Circular Thinking is Systems Thinking
How can we deal with complex problem solving and transitioning? What can enable us to face global challenges? Is there still any chance to protect our climate and deal with upcoming changes? What can make us resilient and help us to manage crisis?
Research and applied sciences have presented methods of Systems Thinking. These allow the development and advancement for a systems mindset for dealing with complex problem solving and transitioning to the Circular Economy. The most important method is the Feeback-Loop. Action can either balance a system and produce stability and self-correcting or reinforce and lead to instability and exponential growth. Therefore the understanding of the mechanisms within the system is extremely relevant to find the correct trigger for actions to achieve a certain situation within the system.
The understanding of a few general characteristics of systems offers useful insights of mechanism. Observing these offers new perspectives on solving problems. The general characteristics are presented in this very short video:
- From linear to circular
- From parts to wholes
- Systems mapping
In Systems all elements are (1) interconnected. The interconnectedness is to be understood in a biological science way. Examples are natural biotopes, like ponds with fish in it. They show how dependent the individual creature is on other animals or living systems, where only by precise adoption to connected elements life can proceed. But even objects are dependent in this very same sense: a chair made out of wood can only be built if a tree had grown before. Our natural systems and resources were gained by nature over billion of years, so we can use them today. Discovering dependencies of elements, creatures and structures in nature will help us to live according to the rules of nature. Accepting nature as our partner, adopting natural rules for our economy, production, industry and culture will help us survive on this planet. Systems Thinking is a method and technique to explore natures rules and apply them in the design of the new.
Another method is the (2) emergence of systems, the outcome of the synergies of the parts. It is non-linear, self-organises and describes the outcome of things interacting together, for the (6) the parts than make the whole. Emergence is a very abstract concept of how life emerges from individual biological elements in diverse and unique ways.
When researchers structure their work (3) analysis of parts and synthesis of the parts are typical methods. Of course there is no synthesis without analysis of the parts.
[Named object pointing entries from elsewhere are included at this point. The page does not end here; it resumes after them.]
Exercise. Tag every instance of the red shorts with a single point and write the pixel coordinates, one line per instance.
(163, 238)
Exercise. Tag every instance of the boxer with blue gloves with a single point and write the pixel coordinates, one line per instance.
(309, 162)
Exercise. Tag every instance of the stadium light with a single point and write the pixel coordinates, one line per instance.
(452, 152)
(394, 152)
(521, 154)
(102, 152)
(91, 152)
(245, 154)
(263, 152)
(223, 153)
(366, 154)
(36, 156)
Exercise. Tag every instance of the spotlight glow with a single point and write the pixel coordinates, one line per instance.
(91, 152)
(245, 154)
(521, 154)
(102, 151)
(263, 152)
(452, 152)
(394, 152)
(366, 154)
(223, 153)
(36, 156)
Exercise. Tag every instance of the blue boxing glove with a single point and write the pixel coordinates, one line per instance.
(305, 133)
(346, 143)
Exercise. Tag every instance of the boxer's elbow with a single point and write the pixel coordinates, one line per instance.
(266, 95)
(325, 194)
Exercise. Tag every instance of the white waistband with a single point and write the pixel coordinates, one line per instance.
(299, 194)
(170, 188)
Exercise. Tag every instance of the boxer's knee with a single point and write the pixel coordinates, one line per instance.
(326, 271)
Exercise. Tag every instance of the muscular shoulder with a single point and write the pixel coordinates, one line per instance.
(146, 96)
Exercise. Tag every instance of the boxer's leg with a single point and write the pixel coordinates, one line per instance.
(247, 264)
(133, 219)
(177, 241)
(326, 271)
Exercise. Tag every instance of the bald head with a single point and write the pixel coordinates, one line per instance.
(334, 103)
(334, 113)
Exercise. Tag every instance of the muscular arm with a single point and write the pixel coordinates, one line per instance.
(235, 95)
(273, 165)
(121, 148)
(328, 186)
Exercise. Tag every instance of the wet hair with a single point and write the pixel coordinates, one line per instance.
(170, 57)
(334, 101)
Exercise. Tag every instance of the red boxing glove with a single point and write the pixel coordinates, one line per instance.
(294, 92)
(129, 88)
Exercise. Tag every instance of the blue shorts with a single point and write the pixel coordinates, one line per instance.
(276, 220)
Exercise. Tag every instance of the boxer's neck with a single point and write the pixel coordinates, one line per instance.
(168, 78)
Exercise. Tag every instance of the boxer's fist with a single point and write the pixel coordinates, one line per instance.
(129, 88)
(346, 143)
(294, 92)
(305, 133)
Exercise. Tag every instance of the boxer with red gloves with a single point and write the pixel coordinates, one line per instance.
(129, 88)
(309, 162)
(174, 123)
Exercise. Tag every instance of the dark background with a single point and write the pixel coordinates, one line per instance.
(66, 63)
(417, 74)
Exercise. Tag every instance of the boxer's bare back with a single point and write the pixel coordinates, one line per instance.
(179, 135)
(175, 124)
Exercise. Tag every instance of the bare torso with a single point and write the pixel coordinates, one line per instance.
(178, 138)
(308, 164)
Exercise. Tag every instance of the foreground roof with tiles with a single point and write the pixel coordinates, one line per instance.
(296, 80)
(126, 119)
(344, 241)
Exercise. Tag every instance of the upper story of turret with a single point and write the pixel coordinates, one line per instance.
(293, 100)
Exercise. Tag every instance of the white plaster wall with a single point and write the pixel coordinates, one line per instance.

Systemic Thinking is therefore the ability to zoom in and out of the system focussing again and again of the synthesis and interaction between the single elements of the system. Doing so even the smallest things might show the most importance for the entire system. Negative reinforced influence on these elements might become a danger for the existence of the entire system. This is the reason why the extinction of species is so dangerous for others and in the end for us humans and all life on earth. Systems Thinkers believe that we haven’t even got a clue of the fatal systems feedbacks by species extinction.
This example makes clear that the (4) relationships between system elements, entire systems or species is a further relevant aspect. Today research has already explored many factors for the strengthening or enabling of relationships and others that could destroy them. Many disciplines go deeply into relationships: philosophy, psychology, sociology, politics. And we know that not only human beings but other species have special relationships, some of them show even very similar behaviour like aunts, bees or primates, who all live in big groups. Other species have shown us that they feel emotions like humans do. So we begin to understand that other species can also reflect on their lives, so there is consciousness, too. This makes clear how little we know about nature, elements and species. A great new experiences lies ahead, exploring all that!
(5) From linear to circular – flow: Air, water, temperature, elements – they are not interacting linear but they can be predicted to act in stable or unstable ways. The theory of flows, life-cycle assessments, flow analysis and others open a window of Systems Thinking for us and build the basis for a three dimensional circular understanding.
Last but not least the thought of Systems Thinking must be brought down and documented, clustered, prioritised e. g. The visualisation and presentation in (7) maps is a helpful tool. For example behaviour of species can be shown over periods of time in graphs and diagrams so that actions, emergences of other systems or external factors on the system can be explored. The iceberg Modell shows events, patterns, structures and mental models. Causal loop diagrams describe the causality of loops and connected circles boil down interconnectedness of elements.